There is, however, a glimmer of hope. School. 95% of adolescents attend school outside of their own home. Therefore schools have the unique ability and responsibility to create an environment that may encourage healthy behaviors. One way in particular is the regulation or banning of sugary drinks on campus.

The Child Nutrition and WIC Reauthorization Act of 2004 requires that all school districts include their own wellness policies for regulating “competitive” foods and beverages, or rather, those sold separately from the commodities provided from the National School Lunch Program. The problem is obvious here. Districts establish their own guidelines.  There is a lack of conclusive evidence as to what policies or best practices contribute to the reduction of student’s over-all weight status. The strongest evidence though, based on available data, suggests that prohibition of sales of sodas in schools have the greatest potential for impacting adolescent obesity.

The most tragic part of this situation is that even after the alarming statistics, supportive evidence, and feasibility of the solution, there is significant opposition from school faculty, parents, and community members when it comes to banning the vending machines.

School administrators argue that if soda is not available in the school, teenagers are likely to leave campus, hit up the local 7-11 for a 32 oz. fountain soda, and money that could have potentially benefitted the school, will be lost.  This also creates a crisis for the custodial team who will probably have more soda spills because cups with lids are not as preventative as capped bottles. The most substantial argument made by faculty is that it is ultimately the parents’ responsibility to exemplify and monitor healthy behaviors for their own child.

It is safe to assume that no parent would ever start the day by scooping 15 teaspoons of table sugar into a Ziploc bag and passing it off to their kid to constitute their lunch. But in reality, parent’s who provide their kid with one dollar to hit up the soda machine for a 20 oz Coke are doing just that.  It could also be assumed that no parent would intentionally inflict harm or risk upon his or her child. Something is clearly afoot in this situation, and the truth might be lack of knowledge or skills from the home front.

The question is not whether or not it should be the school or the parent’s responsibility to imbue health practices, but rather where will have the greatest impact. 5A high schools have over 2,000 students usually from vast racial and socioeconomic backgrounds that are influenced by commodities available or unavailable to them at school. Any educator should know that providing and environment conducive to learning and growth is the only practical solution for impact. It is a paradox that the risks and harms of obesity may be drilled during the health class lecture, but take 10 steps from the classroom and their stands the soda machine shining enticingly before the students. Something doesn’t add up.
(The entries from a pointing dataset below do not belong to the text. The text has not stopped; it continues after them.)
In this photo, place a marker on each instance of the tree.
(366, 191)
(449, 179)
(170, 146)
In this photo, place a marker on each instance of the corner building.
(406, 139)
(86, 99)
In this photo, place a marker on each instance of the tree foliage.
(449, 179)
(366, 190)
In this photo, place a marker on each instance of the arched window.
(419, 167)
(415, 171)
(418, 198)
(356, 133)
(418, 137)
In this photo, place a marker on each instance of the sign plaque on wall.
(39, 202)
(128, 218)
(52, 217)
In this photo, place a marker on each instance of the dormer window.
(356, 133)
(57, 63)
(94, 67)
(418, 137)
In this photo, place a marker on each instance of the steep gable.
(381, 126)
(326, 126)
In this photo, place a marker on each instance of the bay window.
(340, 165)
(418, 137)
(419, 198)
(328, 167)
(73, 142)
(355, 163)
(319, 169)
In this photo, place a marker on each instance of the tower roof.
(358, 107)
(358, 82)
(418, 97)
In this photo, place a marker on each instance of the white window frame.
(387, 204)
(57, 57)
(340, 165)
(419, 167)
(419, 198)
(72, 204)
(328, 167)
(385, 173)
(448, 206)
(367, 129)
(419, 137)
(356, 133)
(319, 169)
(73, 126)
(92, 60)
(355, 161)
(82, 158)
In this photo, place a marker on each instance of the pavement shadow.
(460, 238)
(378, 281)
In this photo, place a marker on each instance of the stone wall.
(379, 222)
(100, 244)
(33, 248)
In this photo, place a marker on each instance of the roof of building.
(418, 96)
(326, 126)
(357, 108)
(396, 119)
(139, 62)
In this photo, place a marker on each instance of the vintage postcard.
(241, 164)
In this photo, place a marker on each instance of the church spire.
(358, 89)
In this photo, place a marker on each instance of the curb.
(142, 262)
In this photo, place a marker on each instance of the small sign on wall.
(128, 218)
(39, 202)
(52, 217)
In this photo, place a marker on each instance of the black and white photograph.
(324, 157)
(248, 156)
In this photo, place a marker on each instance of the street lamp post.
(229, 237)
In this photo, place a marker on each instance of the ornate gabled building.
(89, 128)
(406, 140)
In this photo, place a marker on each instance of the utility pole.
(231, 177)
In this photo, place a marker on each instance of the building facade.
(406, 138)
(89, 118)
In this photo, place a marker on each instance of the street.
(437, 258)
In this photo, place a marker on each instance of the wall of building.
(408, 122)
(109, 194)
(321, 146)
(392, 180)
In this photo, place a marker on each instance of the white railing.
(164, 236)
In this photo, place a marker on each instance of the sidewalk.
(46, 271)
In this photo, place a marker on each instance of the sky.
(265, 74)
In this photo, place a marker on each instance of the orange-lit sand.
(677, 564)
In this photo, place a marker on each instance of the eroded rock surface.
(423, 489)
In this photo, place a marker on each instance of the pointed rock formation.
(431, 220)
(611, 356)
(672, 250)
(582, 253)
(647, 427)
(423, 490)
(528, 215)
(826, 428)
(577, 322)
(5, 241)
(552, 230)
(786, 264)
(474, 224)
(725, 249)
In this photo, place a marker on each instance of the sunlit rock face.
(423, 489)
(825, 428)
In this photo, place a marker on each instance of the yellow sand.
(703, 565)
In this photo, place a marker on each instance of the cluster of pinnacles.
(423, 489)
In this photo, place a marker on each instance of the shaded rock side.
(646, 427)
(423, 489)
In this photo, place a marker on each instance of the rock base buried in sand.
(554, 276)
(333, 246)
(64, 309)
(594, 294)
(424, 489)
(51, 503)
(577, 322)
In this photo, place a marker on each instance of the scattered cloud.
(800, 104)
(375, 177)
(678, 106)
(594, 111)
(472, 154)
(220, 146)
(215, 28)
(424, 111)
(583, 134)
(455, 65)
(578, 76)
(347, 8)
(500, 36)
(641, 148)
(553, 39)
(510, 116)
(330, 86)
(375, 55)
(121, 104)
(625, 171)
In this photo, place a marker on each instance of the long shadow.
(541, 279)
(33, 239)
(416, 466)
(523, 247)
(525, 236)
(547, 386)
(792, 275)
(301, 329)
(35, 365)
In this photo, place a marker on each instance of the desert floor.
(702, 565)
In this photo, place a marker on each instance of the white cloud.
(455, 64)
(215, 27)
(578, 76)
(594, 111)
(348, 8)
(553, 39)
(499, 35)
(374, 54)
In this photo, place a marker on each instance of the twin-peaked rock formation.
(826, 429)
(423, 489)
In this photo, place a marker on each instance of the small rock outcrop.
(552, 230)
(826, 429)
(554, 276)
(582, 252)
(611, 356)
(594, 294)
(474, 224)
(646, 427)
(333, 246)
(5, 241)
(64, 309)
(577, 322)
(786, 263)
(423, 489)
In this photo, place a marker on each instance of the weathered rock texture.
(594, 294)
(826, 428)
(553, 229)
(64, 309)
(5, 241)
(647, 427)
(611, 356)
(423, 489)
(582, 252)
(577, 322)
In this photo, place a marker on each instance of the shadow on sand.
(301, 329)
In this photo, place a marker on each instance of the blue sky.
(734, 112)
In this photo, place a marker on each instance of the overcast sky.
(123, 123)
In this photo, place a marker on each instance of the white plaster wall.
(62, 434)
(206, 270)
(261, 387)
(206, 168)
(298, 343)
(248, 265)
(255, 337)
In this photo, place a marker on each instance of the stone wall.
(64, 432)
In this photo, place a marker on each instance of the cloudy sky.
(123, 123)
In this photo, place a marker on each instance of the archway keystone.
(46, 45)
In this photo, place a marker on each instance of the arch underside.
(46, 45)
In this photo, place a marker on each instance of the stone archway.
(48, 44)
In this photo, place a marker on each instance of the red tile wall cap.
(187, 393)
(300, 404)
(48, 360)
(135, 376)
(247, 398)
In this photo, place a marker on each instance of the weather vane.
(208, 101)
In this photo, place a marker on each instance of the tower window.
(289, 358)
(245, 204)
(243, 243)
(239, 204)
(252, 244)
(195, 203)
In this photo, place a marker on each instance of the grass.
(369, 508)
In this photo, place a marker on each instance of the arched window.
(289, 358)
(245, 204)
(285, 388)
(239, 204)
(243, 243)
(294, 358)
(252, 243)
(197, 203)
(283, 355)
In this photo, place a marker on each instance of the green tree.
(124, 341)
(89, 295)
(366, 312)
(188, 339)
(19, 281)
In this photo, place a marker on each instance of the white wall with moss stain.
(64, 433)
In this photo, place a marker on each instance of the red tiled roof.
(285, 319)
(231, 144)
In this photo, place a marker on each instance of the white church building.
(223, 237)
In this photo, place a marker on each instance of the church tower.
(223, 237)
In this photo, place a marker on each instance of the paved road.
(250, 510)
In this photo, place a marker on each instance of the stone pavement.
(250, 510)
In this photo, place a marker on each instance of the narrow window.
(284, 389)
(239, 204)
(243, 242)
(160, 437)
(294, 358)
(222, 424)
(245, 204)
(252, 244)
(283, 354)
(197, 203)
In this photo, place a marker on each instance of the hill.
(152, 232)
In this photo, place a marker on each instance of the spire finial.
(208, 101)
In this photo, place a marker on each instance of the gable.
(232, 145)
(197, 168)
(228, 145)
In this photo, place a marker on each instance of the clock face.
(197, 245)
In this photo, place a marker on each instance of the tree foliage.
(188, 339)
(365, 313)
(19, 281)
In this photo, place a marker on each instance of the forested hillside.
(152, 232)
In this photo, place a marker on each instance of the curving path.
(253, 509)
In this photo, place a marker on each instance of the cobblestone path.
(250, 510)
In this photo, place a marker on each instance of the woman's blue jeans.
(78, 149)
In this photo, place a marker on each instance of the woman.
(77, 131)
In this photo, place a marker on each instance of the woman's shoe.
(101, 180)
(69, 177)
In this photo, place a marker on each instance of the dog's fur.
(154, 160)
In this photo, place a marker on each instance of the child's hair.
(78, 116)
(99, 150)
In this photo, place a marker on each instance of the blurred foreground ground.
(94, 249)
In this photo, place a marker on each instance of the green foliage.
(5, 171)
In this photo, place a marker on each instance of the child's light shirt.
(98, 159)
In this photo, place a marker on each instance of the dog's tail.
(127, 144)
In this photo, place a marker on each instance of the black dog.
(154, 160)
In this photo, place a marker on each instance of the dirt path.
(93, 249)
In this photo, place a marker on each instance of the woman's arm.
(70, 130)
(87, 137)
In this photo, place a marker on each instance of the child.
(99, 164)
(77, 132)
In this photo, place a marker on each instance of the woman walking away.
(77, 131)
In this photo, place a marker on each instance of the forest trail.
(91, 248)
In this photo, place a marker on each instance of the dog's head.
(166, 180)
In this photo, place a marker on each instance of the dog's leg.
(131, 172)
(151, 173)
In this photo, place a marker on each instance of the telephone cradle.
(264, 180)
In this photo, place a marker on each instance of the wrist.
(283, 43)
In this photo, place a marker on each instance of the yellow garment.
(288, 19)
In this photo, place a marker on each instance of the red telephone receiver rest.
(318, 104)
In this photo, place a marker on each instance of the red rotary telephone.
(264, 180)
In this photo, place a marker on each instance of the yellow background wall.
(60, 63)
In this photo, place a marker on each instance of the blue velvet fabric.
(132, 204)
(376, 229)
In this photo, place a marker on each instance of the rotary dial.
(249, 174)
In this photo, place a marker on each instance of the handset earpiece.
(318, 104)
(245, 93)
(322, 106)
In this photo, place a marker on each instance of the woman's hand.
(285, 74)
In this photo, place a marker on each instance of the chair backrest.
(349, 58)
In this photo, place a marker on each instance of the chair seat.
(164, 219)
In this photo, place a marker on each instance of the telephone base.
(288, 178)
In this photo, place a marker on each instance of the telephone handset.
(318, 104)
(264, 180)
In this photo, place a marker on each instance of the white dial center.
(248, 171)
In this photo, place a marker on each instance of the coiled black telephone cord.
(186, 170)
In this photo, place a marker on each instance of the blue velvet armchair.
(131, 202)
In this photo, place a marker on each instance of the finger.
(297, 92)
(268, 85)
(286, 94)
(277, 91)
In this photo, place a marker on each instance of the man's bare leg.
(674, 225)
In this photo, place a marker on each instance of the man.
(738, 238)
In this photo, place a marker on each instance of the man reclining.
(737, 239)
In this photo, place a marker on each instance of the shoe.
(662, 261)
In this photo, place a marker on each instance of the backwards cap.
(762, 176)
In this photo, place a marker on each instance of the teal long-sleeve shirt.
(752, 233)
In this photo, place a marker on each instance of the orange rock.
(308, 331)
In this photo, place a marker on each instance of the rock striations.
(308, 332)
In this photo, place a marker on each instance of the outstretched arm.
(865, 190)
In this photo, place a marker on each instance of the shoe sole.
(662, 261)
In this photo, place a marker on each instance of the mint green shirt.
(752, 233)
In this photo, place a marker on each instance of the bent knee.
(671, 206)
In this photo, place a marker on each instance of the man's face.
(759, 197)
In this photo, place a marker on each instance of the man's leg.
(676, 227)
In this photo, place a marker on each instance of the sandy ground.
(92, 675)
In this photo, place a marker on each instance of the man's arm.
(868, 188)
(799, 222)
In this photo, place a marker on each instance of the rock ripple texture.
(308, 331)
One thing does add up well, and that is the annual medical costs associated with obesity each year. An estimated $14 billion dollars each year are attributed to obesity. In 2008 persons who were obese had medical costs that were $1,429 higher than the cost for people with normal body weights. With the fragile economic state our nation is currently facing, can we truly defend vending machines in our schools?

Whether it is changing the status quo, rearranging social norms, or schools taking an incremental financial cut, it is absolutely the first and most feasible step to tackling the obesity epidemic facing adolescents. This is a situation of quality of life and potential death and cannot be passed by.